According to the Ministry of Environment, Forest and Climate Change (MEFCC), in Ethiopia, plastics constitute nine up to fourteen percent of cities waste.

The Ministry's Solid and Hazardous Waste Compliance Monitoring Director Girma Gemechu told The Ethiopian Herald that, this in turn posing several harms on the habitant's health and environment image.

More often, people used to burn dry wastes including plastics. And this process will easily release harmful chemicals like methane and carbon dioxide to the air, as to him. These chemicals can gradually defile the purity of air and water as well as soil; which can cause respiratory and respiratory related problems on humans and gradually warm the environment.

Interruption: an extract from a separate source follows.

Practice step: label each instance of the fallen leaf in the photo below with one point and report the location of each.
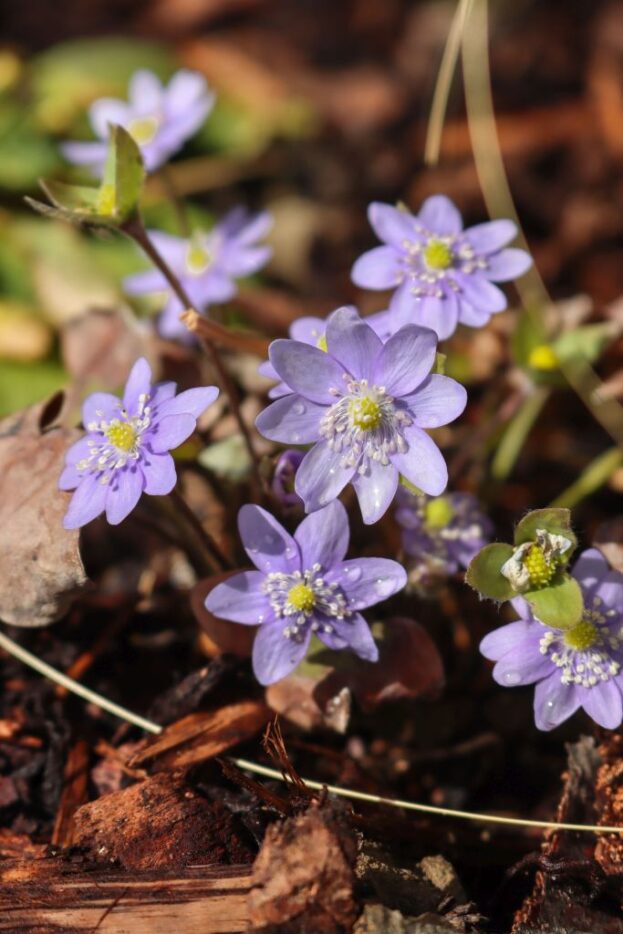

In addition to these major problems, plastic wastes can damage the cities drainage channels by closing them and despoil environments beauty. Animals can also eat plastic wastes which cause domino effect on human being, Girma added

According to his explanation, companies investing on the production of bottled water and other users of plastic package products like juices, chocolate, biscuits, plastic bag producers and the likes took the lions share.

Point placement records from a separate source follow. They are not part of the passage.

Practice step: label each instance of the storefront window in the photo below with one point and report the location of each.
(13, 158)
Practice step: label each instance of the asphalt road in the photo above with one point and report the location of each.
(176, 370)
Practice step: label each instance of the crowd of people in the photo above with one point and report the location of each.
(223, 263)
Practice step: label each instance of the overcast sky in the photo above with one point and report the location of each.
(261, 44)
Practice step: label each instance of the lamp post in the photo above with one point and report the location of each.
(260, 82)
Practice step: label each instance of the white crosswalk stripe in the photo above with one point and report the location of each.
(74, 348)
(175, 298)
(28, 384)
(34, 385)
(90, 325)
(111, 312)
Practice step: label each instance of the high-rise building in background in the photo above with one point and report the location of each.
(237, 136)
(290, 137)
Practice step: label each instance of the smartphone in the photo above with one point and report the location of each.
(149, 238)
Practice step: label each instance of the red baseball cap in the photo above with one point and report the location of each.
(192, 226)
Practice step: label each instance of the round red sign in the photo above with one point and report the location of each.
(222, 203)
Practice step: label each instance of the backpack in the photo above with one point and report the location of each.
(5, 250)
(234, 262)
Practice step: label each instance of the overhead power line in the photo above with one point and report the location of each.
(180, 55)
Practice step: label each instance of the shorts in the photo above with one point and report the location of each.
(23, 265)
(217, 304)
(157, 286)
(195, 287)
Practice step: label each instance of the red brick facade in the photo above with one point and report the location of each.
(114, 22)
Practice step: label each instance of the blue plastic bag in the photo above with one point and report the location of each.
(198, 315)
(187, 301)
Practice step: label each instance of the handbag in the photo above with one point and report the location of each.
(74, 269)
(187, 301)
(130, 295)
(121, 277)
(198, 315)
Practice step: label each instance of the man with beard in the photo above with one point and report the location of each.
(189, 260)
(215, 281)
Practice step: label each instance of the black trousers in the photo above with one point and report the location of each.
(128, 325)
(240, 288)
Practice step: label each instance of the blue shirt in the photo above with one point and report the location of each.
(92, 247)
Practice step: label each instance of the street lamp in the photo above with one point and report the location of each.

The world has not yet reached the state of preventing the usage of plastic products; however some countries are successful in controlling the situation and reducing the danger using different ways. Ranging from setting production guideline in a manner that enables them keep out hazardous inputs to posing restrictions on importation, selling and using of substandard plastic products, countries are taking different measures. In this way, most European countries could be taken as an example, he noted.

The matter is not only an issue of developing countries. Rather, it is also a big concern at international level. This has made this year's theme of the world environment day, 'Beating Plastic Pollution'.

The society is vulnerable to this problem and the government to mitigate the problem is taking different measures. It is striving to modernize the disposal system. There is also an effort to sensitize the society by using media and involving higher officials in cleaning program.

However, Girma underlined that, yet 50 percent of wastes are thrown away in careless way. Thus, MEFCC is working to put additional measures in place. As a result, he noted that new regulation has been developed and awaiting to be ratified by the parliament. When the regulation is ratified, it is expected to alleviate the problems regarding plastic products, he added. The regulation will restrict the importation and production of substandard plastic products that are below 0.03mm, according to the National Environment Policy. It also prevents people from selling and using substandard products.

Not only that, but also it will dictate companies that are engaged in the production of bottled water and those which are using plastic containers for their products: to involve them in recollecting the products after use or to fund government's cleaning efforts.

In addition to this effort, Girma urged all stakeholders such as media and companies that are working on environment to raise people's awareness in this same issue and work together; as 50 percent of such dangers is only alleviated by concerted efforts of the public. He also underscored the importance of plastic bags substituting materials.

Moreover, he emphasized that if plastic wastes could be managed in proper way, they can serve as good input for production of construction material like conduits. Currently, there are two companies, which produce conduits by using plastic wastes and export the input independently. Therefore, he said the society including stakeholders should give due attention for this issue.